De natuurw. moet in haar vollen omvang streng causaal-mechanisch te werk gaan; het doelbegrip heeft hier regulatieve beteekenis. — De ethiek, die zich aan de rechtswetenschap moet orienteeren, is de leer van het „Sollen”, welks voorwaarden (Bedingungen) moeten gezocht worden. De tegenwerping, dat het de taak der wetenschap is „het zijnde” vasttestellen wordt ontzenuwd door de opmerking, dat men niet het „Sein” met het „Dasein” moet verwarren. Ook de ethiek is evenals de logika onafhankelijk van de ervaring. — Zedelijk is een willen alleen uit plichtsbewustzijn („reines Wollen”). Het centrale begrip der ethiek is dat der „Menschenwürde.” Eerst de ethiek stelt het begrip „mensch” op. C. nadert dicht tot het socialisme. Maar in het bestaande socialisme verwerpt hij het materialisme en atheisme, de eudaemonistische ethiek, en de revolutionnaire neigingen.
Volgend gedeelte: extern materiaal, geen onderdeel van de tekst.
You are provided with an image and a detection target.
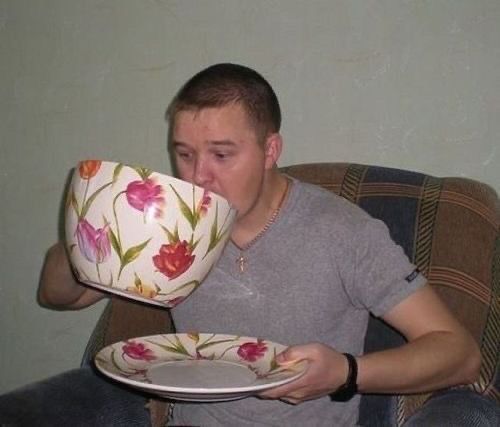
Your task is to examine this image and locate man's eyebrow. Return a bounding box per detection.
[171,139,236,148]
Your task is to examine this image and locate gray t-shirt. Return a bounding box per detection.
[172,180,425,427]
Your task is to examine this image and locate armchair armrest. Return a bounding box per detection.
[404,388,500,427]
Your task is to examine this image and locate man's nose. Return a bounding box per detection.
[193,159,211,187]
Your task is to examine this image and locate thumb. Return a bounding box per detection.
[276,346,304,366]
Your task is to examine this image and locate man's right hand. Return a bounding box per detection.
[38,242,105,310]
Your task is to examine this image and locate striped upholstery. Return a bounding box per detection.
[283,163,500,425]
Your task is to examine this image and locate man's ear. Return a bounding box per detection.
[264,133,283,169]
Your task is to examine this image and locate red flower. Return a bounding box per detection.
[237,340,267,362]
[76,219,111,264]
[78,160,102,179]
[126,178,165,218]
[153,240,195,279]
[122,341,156,362]
[196,190,212,218]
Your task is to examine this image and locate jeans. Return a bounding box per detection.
[0,366,150,427]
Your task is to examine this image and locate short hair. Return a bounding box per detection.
[167,63,281,137]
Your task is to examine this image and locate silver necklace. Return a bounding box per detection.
[236,178,290,274]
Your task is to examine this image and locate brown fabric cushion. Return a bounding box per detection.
[283,163,500,424]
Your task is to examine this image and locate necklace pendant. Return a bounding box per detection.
[236,254,247,273]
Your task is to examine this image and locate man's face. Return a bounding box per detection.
[171,104,275,218]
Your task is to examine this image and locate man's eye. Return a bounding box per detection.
[177,151,191,160]
[214,153,230,160]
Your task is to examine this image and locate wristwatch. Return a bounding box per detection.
[331,353,358,402]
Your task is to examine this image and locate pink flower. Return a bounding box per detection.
[237,340,267,362]
[122,341,156,362]
[76,219,111,264]
[167,297,186,308]
[153,240,195,279]
[126,178,165,218]
[196,190,212,218]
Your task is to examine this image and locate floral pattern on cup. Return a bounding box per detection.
[66,160,235,307]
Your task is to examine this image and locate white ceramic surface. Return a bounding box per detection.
[95,333,307,402]
[65,160,236,307]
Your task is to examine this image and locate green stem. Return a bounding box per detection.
[78,178,90,219]
[113,191,126,251]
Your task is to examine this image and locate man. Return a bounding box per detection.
[2,64,480,426]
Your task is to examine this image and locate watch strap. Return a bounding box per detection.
[332,353,358,402]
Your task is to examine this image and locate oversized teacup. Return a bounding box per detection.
[65,160,236,307]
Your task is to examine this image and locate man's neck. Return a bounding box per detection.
[231,172,289,248]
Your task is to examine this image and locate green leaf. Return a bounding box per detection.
[196,338,236,351]
[80,181,113,218]
[122,238,151,267]
[160,224,179,244]
[108,227,122,262]
[205,204,219,256]
[170,184,196,230]
[132,166,153,181]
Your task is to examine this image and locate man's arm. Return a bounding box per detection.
[38,242,105,310]
[262,285,481,403]
[358,285,481,393]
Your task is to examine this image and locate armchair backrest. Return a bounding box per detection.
[283,163,500,425]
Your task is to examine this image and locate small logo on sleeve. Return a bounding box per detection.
[405,268,420,283]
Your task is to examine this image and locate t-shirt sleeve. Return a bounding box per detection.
[351,218,427,317]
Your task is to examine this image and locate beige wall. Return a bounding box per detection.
[0,0,500,391]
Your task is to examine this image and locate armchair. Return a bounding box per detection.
[84,163,500,426]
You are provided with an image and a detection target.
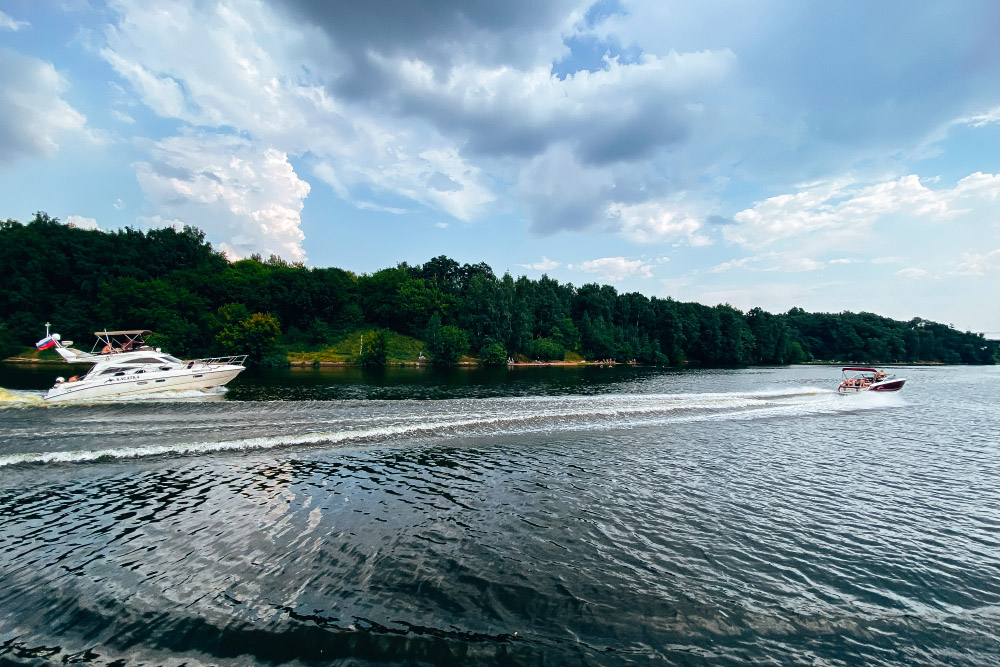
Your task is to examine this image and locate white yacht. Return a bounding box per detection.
[37,329,246,401]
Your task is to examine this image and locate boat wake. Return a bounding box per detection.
[0,387,903,467]
[0,387,45,409]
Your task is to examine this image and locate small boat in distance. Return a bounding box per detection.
[36,325,246,402]
[837,366,906,394]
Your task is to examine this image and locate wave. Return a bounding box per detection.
[0,387,226,409]
[0,387,46,408]
[0,387,900,467]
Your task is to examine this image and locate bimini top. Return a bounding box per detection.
[94,329,153,338]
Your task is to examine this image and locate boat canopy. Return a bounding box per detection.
[94,329,153,338]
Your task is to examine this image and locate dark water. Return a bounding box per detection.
[0,367,1000,665]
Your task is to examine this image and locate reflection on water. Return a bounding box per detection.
[0,368,1000,665]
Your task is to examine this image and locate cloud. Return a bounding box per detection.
[723,172,1000,248]
[0,11,31,32]
[892,267,931,280]
[955,106,1000,127]
[708,257,760,273]
[952,248,1000,278]
[100,0,495,241]
[518,255,561,271]
[765,256,826,273]
[133,133,309,262]
[0,48,87,164]
[578,257,653,283]
[608,201,711,246]
[65,215,100,229]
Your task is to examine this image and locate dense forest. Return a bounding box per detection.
[0,213,1000,366]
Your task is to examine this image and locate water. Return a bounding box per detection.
[0,367,1000,665]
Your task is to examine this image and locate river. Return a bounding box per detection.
[0,366,1000,667]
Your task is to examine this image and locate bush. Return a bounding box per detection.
[361,329,389,368]
[480,343,507,367]
[531,338,566,361]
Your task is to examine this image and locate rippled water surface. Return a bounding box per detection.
[0,367,1000,665]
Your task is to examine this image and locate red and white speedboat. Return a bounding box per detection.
[837,366,906,394]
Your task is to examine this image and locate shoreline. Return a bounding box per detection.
[0,357,952,369]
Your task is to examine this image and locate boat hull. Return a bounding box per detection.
[45,366,244,403]
[837,378,906,394]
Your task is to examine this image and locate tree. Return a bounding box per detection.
[215,303,281,363]
[361,329,389,368]
[424,313,469,366]
[479,343,507,367]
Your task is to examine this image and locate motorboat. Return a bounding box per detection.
[36,329,247,402]
[837,366,906,394]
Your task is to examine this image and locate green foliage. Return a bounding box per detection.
[215,303,281,363]
[361,329,389,368]
[0,217,1000,366]
[479,343,507,367]
[530,338,566,361]
[424,313,469,366]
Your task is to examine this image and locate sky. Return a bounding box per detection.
[0,0,1000,338]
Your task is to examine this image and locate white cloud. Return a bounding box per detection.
[518,255,561,271]
[708,257,760,273]
[765,256,826,273]
[578,257,653,283]
[723,172,1000,248]
[607,201,711,246]
[955,106,1000,127]
[892,267,931,280]
[0,11,31,32]
[65,215,100,229]
[0,48,87,164]
[133,134,309,262]
[952,248,1000,277]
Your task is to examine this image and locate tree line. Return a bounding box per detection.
[0,212,1000,366]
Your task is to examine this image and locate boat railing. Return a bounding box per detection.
[188,354,247,366]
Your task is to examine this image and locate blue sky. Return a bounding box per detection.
[0,0,1000,337]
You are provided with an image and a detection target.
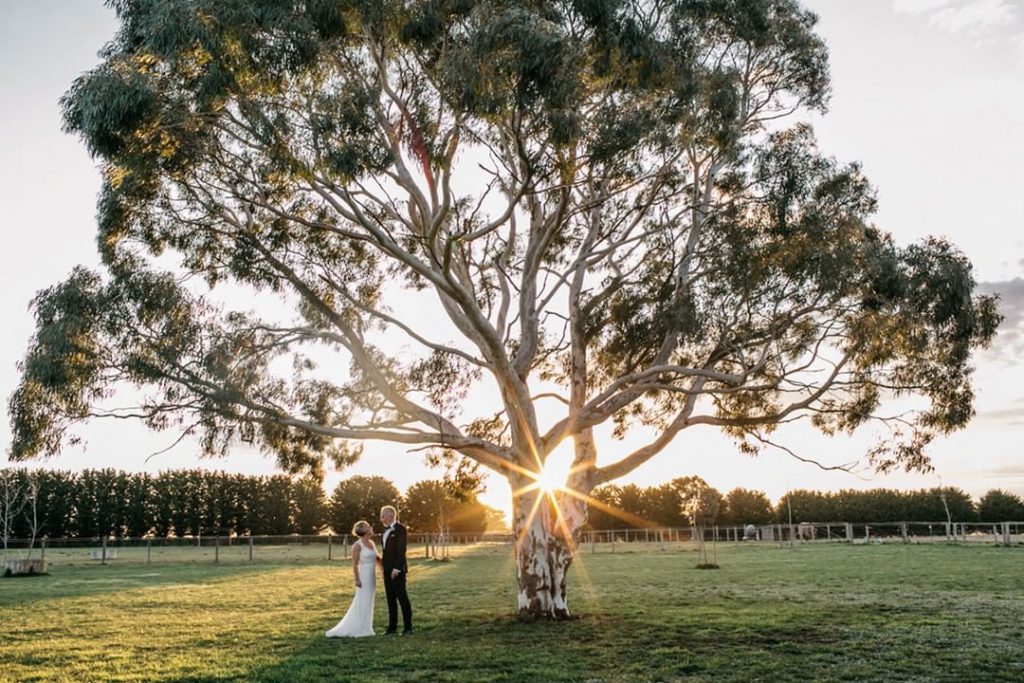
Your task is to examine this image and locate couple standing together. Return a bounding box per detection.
[326,505,413,638]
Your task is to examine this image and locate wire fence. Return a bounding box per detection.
[4,522,1024,566]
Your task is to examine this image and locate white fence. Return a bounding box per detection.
[5,522,1024,564]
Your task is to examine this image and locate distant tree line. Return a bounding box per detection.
[589,477,1024,530]
[0,468,502,538]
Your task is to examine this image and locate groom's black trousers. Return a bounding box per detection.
[384,571,413,631]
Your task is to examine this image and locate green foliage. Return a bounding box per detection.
[291,477,328,535]
[978,488,1024,522]
[328,476,402,535]
[0,544,1024,683]
[9,0,1000,533]
[775,486,978,523]
[720,488,772,526]
[401,480,488,533]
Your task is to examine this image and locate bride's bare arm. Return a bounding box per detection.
[352,543,362,588]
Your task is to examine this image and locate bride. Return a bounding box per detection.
[325,520,378,638]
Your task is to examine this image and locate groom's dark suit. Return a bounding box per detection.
[381,522,413,633]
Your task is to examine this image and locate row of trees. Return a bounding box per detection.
[589,477,1024,529]
[0,469,501,539]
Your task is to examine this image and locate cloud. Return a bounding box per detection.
[893,0,951,14]
[929,0,1014,33]
[893,0,1017,35]
[978,278,1024,362]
— De godsdienst gaat bij C. bijna geheel in zedelijkheid op. De hoogste vorm ervan is de religiositeit der Israelietische profeten, die hooger staat dan het Christendom. (Zie: Religion u. Sittlichkeit, Berlin 1907). In verschillende kleinere geschriften is C. met bezieling voor de positie der Joden en hunne wetenschap opgekomen. Hij stichtte ook de „Gesellschaft zur Förderung der Wissenschaft des Judentums”, die voor ’t eerst in 1902 te Berlijn bijeenkwam. Nog is te vermelden: C.’s nieuwe opvatting der Platonische Ideeënleer, die door Natorp verder is uitgewerkt. Beide wijsgeeren publiceeren samen sedert 1906 een reeks belangrijke Philosophische Arbeiten, voor ’t grootste deel historische studiën van leerlingen der Marb. School (Giessen). — Onder C.’s geschriften zijn ten slotte te noemen: zijn Inleiding op Lange’s Geschichte des Material., waarvan hij alle nieuwe uitgaven na de 5e bezorgde, en: Kommentar op Kants Krit. d.r.V. 1907 (Philos. Bibliothek).